Combining Gene Expression and Molecular Marker Information for Mapping Complex Trait Genes: A Simulation Study

M. Pérez-Enciso, D. Gianola, M. TENENHAUS, M. A. Toro


2003, vol. 164, pp.1597-1606

Départements : Economie et Sciences de la décision

A method for mapping complex trait genes using cDNA microarray and molecular marker data jointly is presented and illustrated via simulation. We introduce a novel approach for simulating phenotypes and genotypes conditionally on real, publicly available, microarray data. The model assumes an underlying continuous latent variable (liability) related to some measured cDNA expression levels. Partial least-squares logistic regression is used to estimate the liability under several scenarios where the level of gene interaction, the gene effect, and the number of cDNA levels affecting liability are varied.
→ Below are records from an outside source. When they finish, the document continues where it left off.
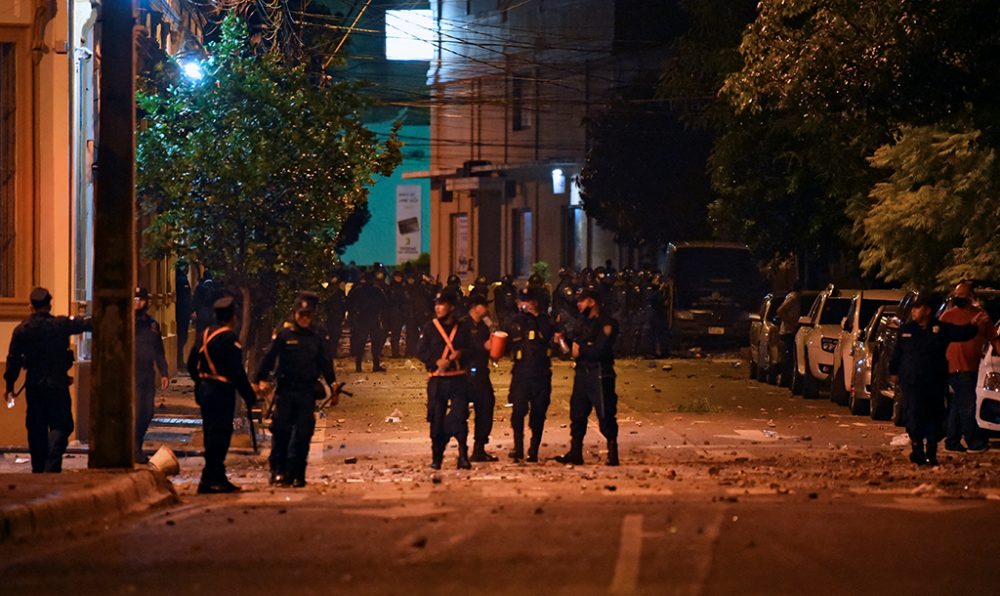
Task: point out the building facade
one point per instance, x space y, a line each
513 84
49 64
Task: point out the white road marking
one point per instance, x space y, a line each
626 577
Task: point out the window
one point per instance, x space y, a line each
520 111
524 242
8 169
409 35
460 243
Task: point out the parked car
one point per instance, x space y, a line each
816 340
859 314
865 346
764 343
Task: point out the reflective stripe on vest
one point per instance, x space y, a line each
213 375
449 350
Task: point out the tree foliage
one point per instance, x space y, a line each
255 170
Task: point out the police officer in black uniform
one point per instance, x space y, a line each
921 366
301 351
216 365
148 352
594 378
477 362
531 333
442 342
334 309
395 294
366 307
40 345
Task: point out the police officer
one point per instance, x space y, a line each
531 333
920 364
300 350
442 342
40 345
334 309
148 352
477 362
395 294
594 378
366 307
216 365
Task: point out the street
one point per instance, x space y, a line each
727 486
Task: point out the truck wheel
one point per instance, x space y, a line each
838 394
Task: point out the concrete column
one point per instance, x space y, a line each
113 373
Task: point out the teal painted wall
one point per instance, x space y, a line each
377 242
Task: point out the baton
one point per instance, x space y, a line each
253 432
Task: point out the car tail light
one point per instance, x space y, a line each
992 382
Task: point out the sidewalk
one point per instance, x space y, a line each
32 505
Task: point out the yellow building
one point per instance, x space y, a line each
47 114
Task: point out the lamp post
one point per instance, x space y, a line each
113 366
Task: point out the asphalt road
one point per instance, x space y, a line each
728 487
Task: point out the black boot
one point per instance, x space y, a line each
612 452
536 441
479 453
917 453
517 453
574 455
463 457
931 452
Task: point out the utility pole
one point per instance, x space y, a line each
113 367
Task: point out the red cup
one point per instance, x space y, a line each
498 344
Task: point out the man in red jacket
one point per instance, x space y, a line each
963 371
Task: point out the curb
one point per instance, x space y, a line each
97 496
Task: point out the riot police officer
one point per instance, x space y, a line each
921 366
594 378
148 352
366 307
531 333
40 345
300 350
334 309
395 294
477 362
442 342
216 365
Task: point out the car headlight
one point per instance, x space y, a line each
992 382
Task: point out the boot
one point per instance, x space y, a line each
463 457
612 452
517 453
536 441
917 453
437 456
479 453
574 455
931 452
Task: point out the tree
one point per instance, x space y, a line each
929 224
832 81
255 170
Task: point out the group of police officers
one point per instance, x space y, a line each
456 334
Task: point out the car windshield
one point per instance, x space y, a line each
870 307
834 310
716 275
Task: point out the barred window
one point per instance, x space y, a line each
7 168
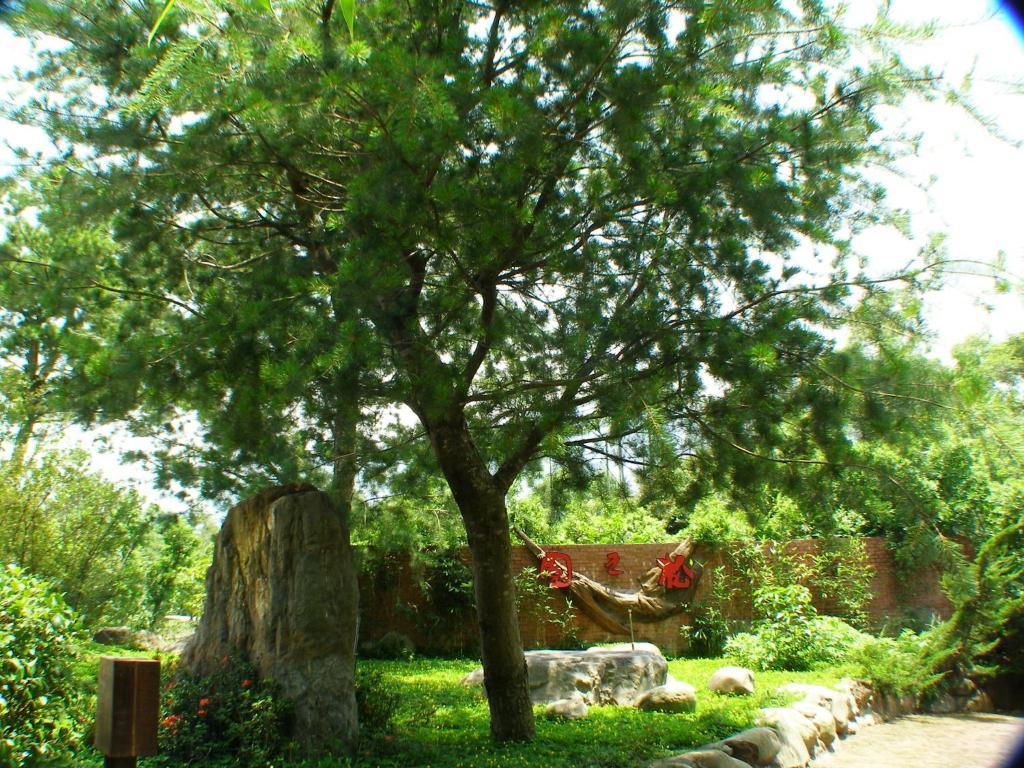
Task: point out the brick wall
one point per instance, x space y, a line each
394 597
The results suggest that: (1) the usefulness of microarray data for gene mapping increases when both the number of cDNA levels in the underlying liability and the QTL effect decrease and when genes are coexpressed; (2) the correlation between estimated and true liability is large, at least under our simulation settings; (3) it is unlikely that cDNA clones identified as significant with partial least squares (or with some other technique) are the true responsible cDNAs, especially as the number of clones in the liability increases; (4) the number of putatively significant cDNA levels increases critically if cDNAs are coexpressed in a cluster (however, the proportion of true causal cDNAs within the significant ones is similar to that in a no-coexpression scenario); and (5) data reduction is needed to smooth out the variability encountered in expression levels when these are analyzed individually.